On July 20, Vice President Delcy Rodriguez was the main speaker at the opening of the annual assembly of Fedecamaras, the main bosses organization in Venezuela. Rodriguez’s speech had some bizarre moments, such as when she assured that “the businessmen of the world look with envy at those of Venezuela”. During the Fedecamaras assembly, Alberto Vollmer, capitalist of Santa Teresa rum and ally of Chavismo, was named businessman of the year.
Although this is the first time in many years that a chavista official is a speaker at a Fedecamaras assembly, this event was preceded by the January 27 meeting between the president of the National Assembly, Jorge Rodriguez and Ricardo Cusanno, president of Fedecamaras. Prior to this, the meetings between a high official and Fedecamaras had been those of 2014, in which the then president of the Central Bank of Venezuela, Nelson Merentes, participated.
The government is currently offering the bourgeois sector traditionally linked to the opposition to take advantage of the “anti-blockade” law in terms of the privatizations it allows, at derisory prices, of state-owned companies, as well as the possibility of a reform to the hydrocarbons law to raise the legal cap on private shareholding in oil joint ventures. In exchange, the government expects these capitalists to lobby for the lifting of the US and European economic sanctions, not only those directed at the financial and oil sectors, but also those affecting individual members of the government and the Bolibourgeoisie.
Last year Ricardo Cusanno positively valued the privatization of state enterprises through the “anti-blockade” law, although he had previously questioned the illegality of its approval by the National Constituent Assembly. A measure adopted by the government in August, after the assembly attended by Rodriguez, has been the elimination of import tax exemptions for 597 products, as stimulus for national production.

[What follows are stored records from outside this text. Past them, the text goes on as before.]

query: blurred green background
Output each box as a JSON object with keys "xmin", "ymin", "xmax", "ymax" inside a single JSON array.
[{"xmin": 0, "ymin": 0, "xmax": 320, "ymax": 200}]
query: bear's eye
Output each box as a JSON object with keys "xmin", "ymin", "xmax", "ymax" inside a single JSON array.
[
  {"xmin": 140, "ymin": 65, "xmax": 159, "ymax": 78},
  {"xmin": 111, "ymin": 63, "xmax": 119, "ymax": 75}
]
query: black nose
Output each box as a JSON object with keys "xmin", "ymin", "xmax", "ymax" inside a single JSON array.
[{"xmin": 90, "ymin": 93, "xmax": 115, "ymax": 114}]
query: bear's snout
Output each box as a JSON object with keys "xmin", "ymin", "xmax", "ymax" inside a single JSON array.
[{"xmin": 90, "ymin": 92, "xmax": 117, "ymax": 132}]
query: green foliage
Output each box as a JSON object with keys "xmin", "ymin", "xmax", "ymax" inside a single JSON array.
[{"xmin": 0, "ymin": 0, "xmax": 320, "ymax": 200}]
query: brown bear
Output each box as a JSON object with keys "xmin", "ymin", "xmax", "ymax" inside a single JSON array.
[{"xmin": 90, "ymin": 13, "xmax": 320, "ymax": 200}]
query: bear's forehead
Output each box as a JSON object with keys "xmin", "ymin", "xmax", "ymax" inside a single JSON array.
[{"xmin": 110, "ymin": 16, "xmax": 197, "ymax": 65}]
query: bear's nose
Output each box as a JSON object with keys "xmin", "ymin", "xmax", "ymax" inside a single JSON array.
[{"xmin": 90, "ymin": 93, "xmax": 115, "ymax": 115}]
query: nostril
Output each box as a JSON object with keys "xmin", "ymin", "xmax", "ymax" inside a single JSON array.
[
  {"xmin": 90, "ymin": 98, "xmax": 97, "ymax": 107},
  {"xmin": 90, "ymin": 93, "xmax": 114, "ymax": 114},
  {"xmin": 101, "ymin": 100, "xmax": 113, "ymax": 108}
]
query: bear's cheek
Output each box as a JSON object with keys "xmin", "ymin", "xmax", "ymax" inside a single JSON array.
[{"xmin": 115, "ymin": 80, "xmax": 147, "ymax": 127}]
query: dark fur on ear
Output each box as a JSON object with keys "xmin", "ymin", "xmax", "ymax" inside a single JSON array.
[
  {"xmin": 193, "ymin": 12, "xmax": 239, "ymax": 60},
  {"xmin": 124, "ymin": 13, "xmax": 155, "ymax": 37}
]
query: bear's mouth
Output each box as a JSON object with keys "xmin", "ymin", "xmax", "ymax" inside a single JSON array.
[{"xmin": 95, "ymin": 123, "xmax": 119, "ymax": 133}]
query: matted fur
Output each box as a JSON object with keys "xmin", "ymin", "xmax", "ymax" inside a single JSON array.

Of course, there is nothing enviable about the Venezuelan situation, not even for capitalists, with the exception of those most closely linked to the government. In spite of the fact that for the bourgeoisie it is advantageous to have a semi-slave labor force guaranteed by the government, with a minimum wage of less than two dollars a month and most wages below one dollar a day, with a virtual elimination of trade union liberties, Venezuela is going through the worst economic crisis in its history, with an accumulated contraction of its economy that exceeds 75% in the last 6 years and almost four years of hyperinflation. A crisis that originated long before the U.S. sanctions, although it has worsened as a result of them. Hardly an “enviable” situation.
The devaluation of the bolivar is such that the government has had to announce that as of October 1 the values of the currency will be divided by one million. Previously, in 2018 five zeros had been removed from the monetary cone and in 2008, three zeros. That means that one bolivar two months from now will be equivalent to 10,000,000,000,000,000 bolivars from the year 2007. As one dollar today costs more than 4 million bolivars, with the new denomination the exchange rate will go to 4 bolivars per dollar, although in the remaining two months this amount will surely change due to the continuous devaluation, perhaps rising to 5 or 6 bolivars.
The historically bad relations between the government and Fedecamaras are not the consequence of an “anti-capitalist” policy on the part of the government. The government has not only fed an addicted national bourgeois sector, the bolibourgeoisie, but has also propped up business associations such as Empreven and Fedeindustria, whose president Miguel Perez Abad has been a high government official, including minister posts, for the last six years. It remains to be seen how far this new conciliatory effort with Fedecamaras will go.
The conflicts between Fedecámaras and the governments of Chávez and Maduro began with the bosses’ lock outs against the laws of 2001, which contemplated modest reforms. Carmona Estanga, then president of Fedecamaras, tried to install himself as dictator during the failed coup d’état of 2002 and his successor, Carlos Fernandez, participated in the 2002-2003 lock out. Yet Chavez allied himself with a sector of the capitalists. Francisco Natera, who was president of Fedecamaras from 1997 to 1999, was appointed by Chávez as Minister of State for the Development of Special Zones for Sustainable Development and held the post from late 2002 to mid-2005. Since the currency exchange control imposed in 2003, many businessmen linked to Fedecamaras received important amounts of petrodollars at subsidized rates through the state agency Cadivi. The result of this clientelar policy was a capital flight of more than 300 billion dollars in the years 2003-2013, one of the decisive elements in the beginning of the debacle of the Venezuelan economy.